I think what I’m trying to say is, this is something that needs to be fixed, I don’t think it’s a great idea to have people living in tents on the street, it’s just that the answer definitely isn’t punishment.
There was a coalition document that came out last week proposing an actual public health and human rights response. It says the immediate action steps are to ramp up conditional housing and shelter options for people right now. That means contracts with hotels and motels and other city owned vacant buildings. Create structures right now where people can be safe and indoors. Then offer that to people as an option. Give them real options they can consider. And don’t force them out under threat of prosecution. This is going to take a little bit of time to the extent there’s going to need to be construction in converting an old abandoned school or warehouse in that industrial area of Mass. and Cass. In the meantime meet people’s basic needs in the encampments. That means provide trash removal and trash receptacles. More syringe disposal boxes. Actual sanitation and hygiene access. Showers available at all hours of the day. There are ways to do this to resolve the problems that community members are concerned about, like finding human waste in their backyard. If you want to stop that you have to give people a bathroom to use. It’s the same kind of nonsense rhetoric that broken windows policing is. Instead of fixing the broken window, they just arrest everyone near the window. It’s not a solution. Fix the window.

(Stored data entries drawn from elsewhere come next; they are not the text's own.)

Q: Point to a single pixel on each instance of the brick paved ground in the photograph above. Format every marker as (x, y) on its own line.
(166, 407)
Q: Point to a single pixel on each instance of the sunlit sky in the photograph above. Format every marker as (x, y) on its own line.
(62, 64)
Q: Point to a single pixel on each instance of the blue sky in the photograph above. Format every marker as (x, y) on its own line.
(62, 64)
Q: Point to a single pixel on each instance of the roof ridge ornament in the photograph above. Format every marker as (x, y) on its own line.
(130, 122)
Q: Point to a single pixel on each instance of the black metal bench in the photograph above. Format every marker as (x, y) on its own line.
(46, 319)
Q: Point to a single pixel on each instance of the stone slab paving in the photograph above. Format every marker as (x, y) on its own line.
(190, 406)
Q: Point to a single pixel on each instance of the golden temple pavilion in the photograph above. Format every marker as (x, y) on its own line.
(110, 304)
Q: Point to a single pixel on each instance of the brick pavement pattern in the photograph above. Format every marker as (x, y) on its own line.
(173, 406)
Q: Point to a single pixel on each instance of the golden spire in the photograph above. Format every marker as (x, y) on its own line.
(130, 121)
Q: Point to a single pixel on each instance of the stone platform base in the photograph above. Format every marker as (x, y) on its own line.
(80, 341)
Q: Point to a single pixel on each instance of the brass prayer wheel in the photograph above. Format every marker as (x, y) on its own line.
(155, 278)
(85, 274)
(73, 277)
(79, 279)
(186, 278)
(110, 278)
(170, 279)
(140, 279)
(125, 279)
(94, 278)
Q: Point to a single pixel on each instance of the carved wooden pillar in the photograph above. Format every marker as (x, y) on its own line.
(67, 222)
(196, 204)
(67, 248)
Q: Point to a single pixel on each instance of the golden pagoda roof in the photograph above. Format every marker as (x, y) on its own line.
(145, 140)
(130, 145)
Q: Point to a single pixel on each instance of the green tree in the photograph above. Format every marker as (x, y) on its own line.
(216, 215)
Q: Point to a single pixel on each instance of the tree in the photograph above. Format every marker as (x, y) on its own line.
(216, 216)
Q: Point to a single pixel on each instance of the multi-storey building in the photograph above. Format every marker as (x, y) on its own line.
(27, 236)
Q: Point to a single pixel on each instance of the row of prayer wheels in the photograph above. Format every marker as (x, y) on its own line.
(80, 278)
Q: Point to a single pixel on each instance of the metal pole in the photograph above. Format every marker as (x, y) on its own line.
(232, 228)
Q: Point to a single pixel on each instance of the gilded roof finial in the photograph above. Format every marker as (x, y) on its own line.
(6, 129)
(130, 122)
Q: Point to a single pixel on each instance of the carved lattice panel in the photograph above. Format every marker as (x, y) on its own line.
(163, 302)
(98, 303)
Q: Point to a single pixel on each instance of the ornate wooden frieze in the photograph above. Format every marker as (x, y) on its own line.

It’s frustrating to me that I don’t know how we’ll get the political will to do this from enough people. I know any time we talk about taking some money away from the police and putting it into these sorts of things people lose their minds. I’m rather demoralized about the solutions at the moment. I’m thankful that there are people like you and others really paying attention and working on it.
Well I appreciate the work you're doing to highlight it. It’s always an uphill battle. Giving people a window into the human element of this has shifted the conversion in Boston in the last week in a way that had not happened prior to that. The Globe today ran two excellent opinion pieces that you should read if you haven't. Brendan Little’s piece was fabulous, and there was another about actually mapping what this displacement is going to do in terms of healthcare costs and overdose risks and all sorts of things. Predictably it will result in more death and more costs in the long term. The media approach to this story has shifted to a degree, and [incoming mayor] Michelle Wu takes office on November 16, so this is a key window to create a longer term new approach to dealing with issues of a housing crisis and poverty and racism and an overdose crisis and substance use disorder.